Il dolore. Diciamo una parola su questa incredibile e misteriosa esperienza del dolore che attanaglia tutti. Certo la sofferenza dei bambini e dei ragazzi ci colpisce in modo del tutto speciale. Insomma, non si può continuare a girare intorno al problema come fanno in troppi (al massimo cercando solo le cause) senza chiedersi anche il perché del dolore, perché ci è toccato in sorte, perché proprio a me, a noi, cosa vuol  dirmi, a cosa mi chiama, se serve, se può essere di aiuto ad altri, a tanti, se può irrorare, fecondare un vasto arido campo pieno di pietre e sassi come è il mondo in cui siamo, cosa mi chiede di capire, di comprendere  profondamente, radicalmente, se il dolore e la sofferenza possono essere veramente guardati, attraversati, compresi, abbracciati, perdonati, se dolore e sofferenza possono essere dati, affidati, consegnati ad altri, se il dolore può essere offerto, innalzato, gridato; se si può piangere, piangere davanti a qualcuno, insieme a qualcuno, liberamente, finché tutte le lacrime non siano uscite. Se c’è Qualcuno e qualcosa che il dolore lo può e lo sa prendere, fare suo, lanciarlo in alto, in alto, lontano lontano.

E poi, dopo il dolore, insieme al dolore, ripartire, ricostruire, rimettersi in piedi, vedere il nuovo, il diverso, un’altra strada, un altro modo, una storia nuova e diversa. “Se devo cambiare – mi gridò Cristian – fammi vedere un altro modo e un altro mondo, sennò io come faccio a capire? Se non mi fai provare, come posso sapere? Vai avanti prima tu, anziché continuare a dirmi cosa devo fare io”. Oppure Gabriele: “Adesso che me le hai dette tutte, adesso che mi hai spogliato di tutto, con cosa mi vesto? Che abiti mi metto addosso?”. Per capire tutto questo – no, non per capire, per almeno un po’ avvicinarsi a tutto questo – occorre che sulla Croce abbiamo a salirci, occorre lavorare, impegnarsi, “sboccar sangue” si dice a Pesaro, occorre crederci, sporcarsi le mani, stare con i ragazzi, viverci insieme, occorre lasciarsi stupire, interrogare, ferire.
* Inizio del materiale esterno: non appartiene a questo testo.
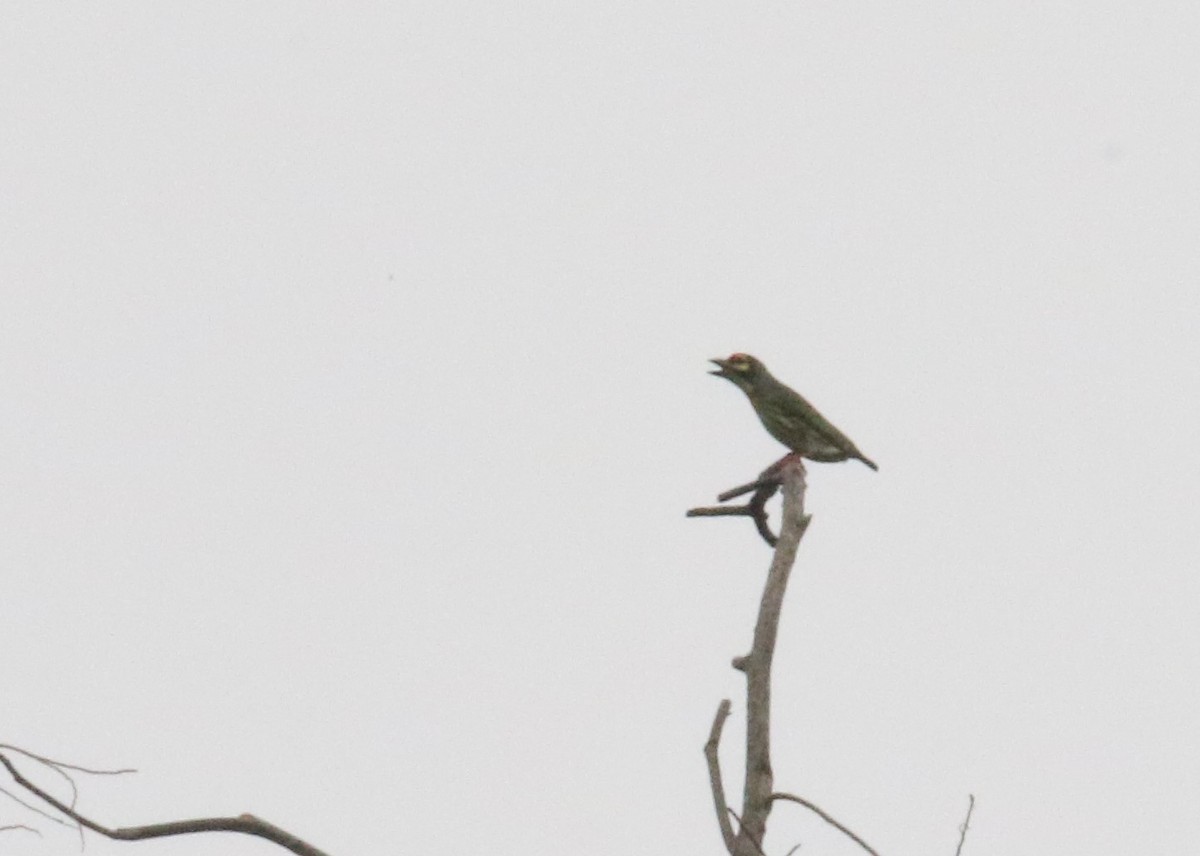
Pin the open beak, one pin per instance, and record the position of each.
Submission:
(723, 369)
Occorre salirci sulla Croce!

Guardare tutto questo, starci davanti non è facile, non è scontato, non è dato una volta per tutte. Ci vuole forza e coraggio, occorre che Qualcuno e qualcosa questa forza e coraggio ce li diano per salire sulla Croce. La Croce va abbracciata, forte, va stretta, stretta, e occorre starci su a lungo, con le braccia aperte, spalancate.